Low-level service software forms the foundation upon which reliable systems are built. Here's a look at some of the design issues and options.
Software developers who travel on business have more time than ever before to draw parallels between the organization of airlines and those of complex software architectures. While waiting and waiting and waiting at the gate for the aircraft to arrive, developers should ponder the role of “service” in both its business and software significance.
An airline's purpose is to transport people by airplane, quickly and profitably, from one location to another. Yet how many people on the airline's payroll actually pilot the aircraft? Much of the staff exists to provide “services” that are vital to accomplish the airline's mission, but do not involve piloting airplanes. Mechanics maintain and repair the aircraft. Ground crews refuel and provision each flight. Handlers load and unload cargo. Gate agents sell tickets and board passengers. None of these services directly involve piloting the aircraft, but each is vital to the airline's mission.
Low-level software services function in much the same way as the airline's non-flying personnel. They perform operations critical to the system's aims, but do not accomplish the application-specific work that the system was developed to fulfill. Using this definition, a system service is a software component that provides a low-level “service” to other parts of the software, most notably the “application”-level software, which performs the function that the system was designed to accomplish.
Examples of application-level software include communication managers, engine controllers, flight controllers, and telemetry processors. Examples of system services include timer services, inter-process communications, event logging, and storage management. In each case, the service is performing a critical function that is not the application's primary goal.
Role of services in system design
The distinction between system services and application software is important when formulating the system architecture. Low-level service software forms a foundation upon which reliable systems are built. Like airline mechanics, if system services do not operate reliably, the entire system might crash at any time. Yet this crucial software is the most overlooked component of the system.
No matter how well conceived and well executed the higher-level application software, the system will never be reliable without robust system services. Well-designed system services promote modularity, flexibility, reliability, and portability. Poorly implemented services lead to instability, unreliability, insidious bugs, and code bloat. As software systems become increasingly complex, well-designed system services are vital to rapidly develop reliable software systems.
An emerging trend is the growing number of software development efforts that must support multiple hardware platforms. Developers can employ low-level services to abstract the details of the hardware platform into a standard set of capabilities used by the application. This streamlines multi-platform development by leveraging the existing, well-tested application software. The application migrates to different platforms by porting the lower level services on which the application resides. It also allows the application code-base to be easily ported to more capable hardware when it becomes available.

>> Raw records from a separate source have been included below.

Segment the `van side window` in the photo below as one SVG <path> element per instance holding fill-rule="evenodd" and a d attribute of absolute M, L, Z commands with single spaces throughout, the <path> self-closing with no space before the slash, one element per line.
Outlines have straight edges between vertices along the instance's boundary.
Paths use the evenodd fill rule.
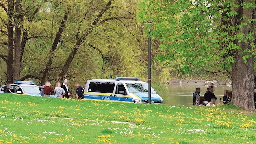
<path fill-rule="evenodd" d="M 126 91 L 125 90 L 125 88 L 121 83 L 117 83 L 117 89 L 115 91 L 115 93 L 121 94 L 120 93 L 120 91 L 123 91 L 125 93 L 126 93 Z"/>
<path fill-rule="evenodd" d="M 104 82 L 91 82 L 88 91 L 113 93 L 115 83 Z"/>

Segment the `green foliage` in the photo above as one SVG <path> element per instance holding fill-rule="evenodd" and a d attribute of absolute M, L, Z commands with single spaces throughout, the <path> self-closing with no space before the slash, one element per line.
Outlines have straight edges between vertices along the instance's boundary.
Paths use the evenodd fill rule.
<path fill-rule="evenodd" d="M 233 42 L 249 43 L 255 47 L 252 42 L 255 38 L 254 32 L 237 32 L 255 20 L 249 19 L 234 25 L 232 19 L 239 15 L 236 8 L 239 5 L 232 1 L 161 2 L 141 3 L 138 15 L 141 21 L 150 19 L 156 23 L 152 34 L 161 41 L 159 47 L 163 52 L 156 59 L 180 61 L 184 65 L 181 70 L 185 73 L 202 68 L 211 72 L 223 72 L 231 70 L 234 51 L 241 49 Z M 255 6 L 246 2 L 241 5 L 246 8 Z M 243 57 L 245 63 L 254 51 L 250 49 L 242 51 L 246 54 Z M 211 70 L 214 69 L 217 70 Z M 231 77 L 230 74 L 228 76 Z"/>

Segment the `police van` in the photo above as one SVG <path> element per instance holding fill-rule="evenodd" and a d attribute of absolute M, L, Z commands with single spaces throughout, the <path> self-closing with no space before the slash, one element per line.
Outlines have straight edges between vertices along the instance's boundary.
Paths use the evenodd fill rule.
<path fill-rule="evenodd" d="M 152 104 L 163 104 L 163 99 L 152 87 Z M 115 79 L 87 80 L 84 92 L 86 99 L 135 103 L 148 103 L 148 83 L 138 78 L 117 77 Z"/>

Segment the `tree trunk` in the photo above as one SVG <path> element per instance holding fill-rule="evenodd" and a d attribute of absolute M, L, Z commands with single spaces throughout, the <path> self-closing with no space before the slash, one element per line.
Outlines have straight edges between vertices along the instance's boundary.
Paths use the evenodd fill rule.
<path fill-rule="evenodd" d="M 15 27 L 14 45 L 15 46 L 14 64 L 13 66 L 13 80 L 20 80 L 20 66 L 21 50 L 20 35 L 21 30 L 18 26 Z"/>
<path fill-rule="evenodd" d="M 254 57 L 247 59 L 247 62 L 245 63 L 242 58 L 244 55 L 238 54 L 234 58 L 232 104 L 246 110 L 255 110 L 253 100 Z"/>
<path fill-rule="evenodd" d="M 54 57 L 54 53 L 57 48 L 58 43 L 61 38 L 61 34 L 62 34 L 64 28 L 65 27 L 65 24 L 66 23 L 66 21 L 67 19 L 68 15 L 68 12 L 66 12 L 66 13 L 65 13 L 65 14 L 64 15 L 63 19 L 61 21 L 60 27 L 59 27 L 59 31 L 56 34 L 56 36 L 55 36 L 55 38 L 54 40 L 54 41 L 52 44 L 52 49 L 51 49 L 51 53 L 50 53 L 49 54 L 48 62 L 46 64 L 46 68 L 45 68 L 43 72 L 43 77 L 42 78 L 42 80 L 41 80 L 41 85 L 44 85 L 44 83 L 46 82 L 48 79 L 49 73 L 51 70 L 51 67 L 52 64 L 52 61 L 53 61 L 53 59 Z"/>
<path fill-rule="evenodd" d="M 241 4 L 241 1 L 236 0 L 236 2 Z M 255 5 L 252 1 L 248 1 L 244 4 L 248 4 L 251 2 L 252 5 Z M 243 25 L 243 26 L 237 32 L 237 34 L 244 34 L 243 39 L 241 42 L 236 40 L 234 44 L 239 45 L 241 49 L 238 49 L 233 53 L 234 55 L 234 61 L 232 68 L 233 87 L 232 92 L 232 104 L 234 106 L 243 108 L 245 110 L 255 110 L 254 95 L 254 55 L 252 52 L 245 53 L 244 51 L 253 51 L 253 47 L 250 44 L 254 43 L 254 40 L 249 40 L 246 36 L 254 33 L 254 40 L 256 39 L 254 34 L 254 29 L 255 23 L 252 19 L 255 19 L 255 11 L 254 8 L 247 8 L 241 6 L 236 9 L 237 16 L 234 17 L 233 21 L 236 26 Z M 243 19 L 240 19 L 243 17 Z M 248 21 L 252 21 L 248 23 Z M 248 25 L 243 25 L 248 23 Z M 245 51 L 246 50 L 246 51 Z M 247 62 L 243 60 L 243 57 L 249 56 L 246 59 Z"/>
<path fill-rule="evenodd" d="M 6 63 L 7 68 L 7 83 L 12 83 L 13 80 L 13 13 L 14 11 L 13 2 L 8 0 L 8 48 Z"/>

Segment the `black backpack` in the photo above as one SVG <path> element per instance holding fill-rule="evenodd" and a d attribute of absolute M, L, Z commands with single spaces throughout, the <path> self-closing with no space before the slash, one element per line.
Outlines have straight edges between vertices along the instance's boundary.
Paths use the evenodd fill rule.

The first step in designing a system service is to identify functions that are good candidates to be implemented as a service. Common functions that are performed by many software components are prime candidates. Shared access to common resources, requiring coordination, should also be considered for implementation as a service. Finally, “low-level” capabilities routinely required by application-level software make excellent candidates for system services.
System services are ideal for providing application-level software access to hardware and system resources. Services offer a means to simplify the application level and abstract the details of the hardware. Such “low level” services can be used to manage non-volatile memory, provide highly accurate timing through hardware support, and manage processor resources. Similar services can also be used to manage relays, switches, or other peripheral hardware manipulated by the application level.

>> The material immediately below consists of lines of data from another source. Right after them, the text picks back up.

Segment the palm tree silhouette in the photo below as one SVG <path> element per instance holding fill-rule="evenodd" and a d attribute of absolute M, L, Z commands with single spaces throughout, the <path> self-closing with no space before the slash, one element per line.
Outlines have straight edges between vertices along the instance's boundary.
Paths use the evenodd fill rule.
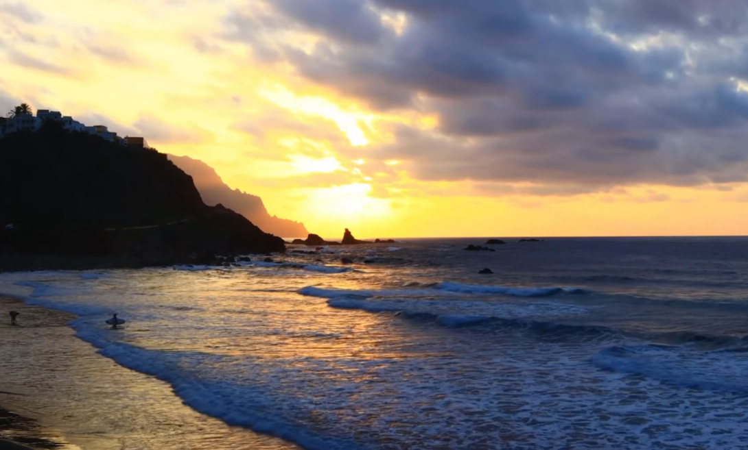
<path fill-rule="evenodd" d="M 19 116 L 21 114 L 32 114 L 34 113 L 34 110 L 31 108 L 31 105 L 28 103 L 22 103 L 16 107 L 10 110 L 10 112 L 7 113 L 8 117 L 15 117 L 16 116 Z"/>

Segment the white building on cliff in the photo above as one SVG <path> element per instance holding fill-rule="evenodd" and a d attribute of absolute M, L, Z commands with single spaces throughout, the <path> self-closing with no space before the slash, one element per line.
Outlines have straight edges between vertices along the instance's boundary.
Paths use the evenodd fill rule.
<path fill-rule="evenodd" d="M 150 149 L 147 142 L 142 137 L 120 137 L 117 133 L 110 131 L 105 125 L 86 126 L 70 116 L 63 116 L 59 111 L 37 110 L 37 116 L 21 113 L 12 117 L 0 118 L 0 139 L 4 136 L 17 131 L 37 131 L 47 120 L 54 120 L 62 124 L 62 128 L 68 131 L 79 131 L 94 134 L 120 146 Z"/>

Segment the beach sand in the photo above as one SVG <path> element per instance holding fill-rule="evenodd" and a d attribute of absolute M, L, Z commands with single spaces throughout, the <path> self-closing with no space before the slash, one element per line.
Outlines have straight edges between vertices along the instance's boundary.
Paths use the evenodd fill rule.
<path fill-rule="evenodd" d="M 0 297 L 0 439 L 62 450 L 298 449 L 185 406 L 168 384 L 75 337 L 74 318 Z"/>

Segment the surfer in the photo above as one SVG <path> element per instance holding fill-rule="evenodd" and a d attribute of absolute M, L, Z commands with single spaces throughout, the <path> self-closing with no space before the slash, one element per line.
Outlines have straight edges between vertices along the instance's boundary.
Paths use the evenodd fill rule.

System services can also provide “software services” that do not depend on the existence of specific physical hardware. Services such as inter-process communications, software health verification, event logging, and time-stamping services can be rendered independently of specialized hardware.
Figure 1 describes the location of services within a software architecture. Following is a list of some candidates that can be made into system services:
- Timer service: provides “wake-up” to application software
- Network time service: synchronizes networked embedded systems
- Time-stamp service: accurate time-stamping for troubleshooting and logging
- Inter-process communications: asynchronous communications, queueing of information, control flow
- Software health verification: ensures proper operation of software system
- Non-volatile memory manager: provides non-volatile storage to system software
- Event logger: provides event
- logging and connection to fault-protection
- System state manager: provides
- system state and change notification to application software
- Relay thrower: provides access to hardware relays in system
- Boot/initialization service: provides synchronization at system start
When designing system services, developers face several critical design issues. Figure 2a shows a non-volatile memory manager. In this example, users invoke memory manager “wrapper” functions in the caller's task context. The wrapper functions accept a buffer from the caller in order to read and write the caller's data to EEPROM.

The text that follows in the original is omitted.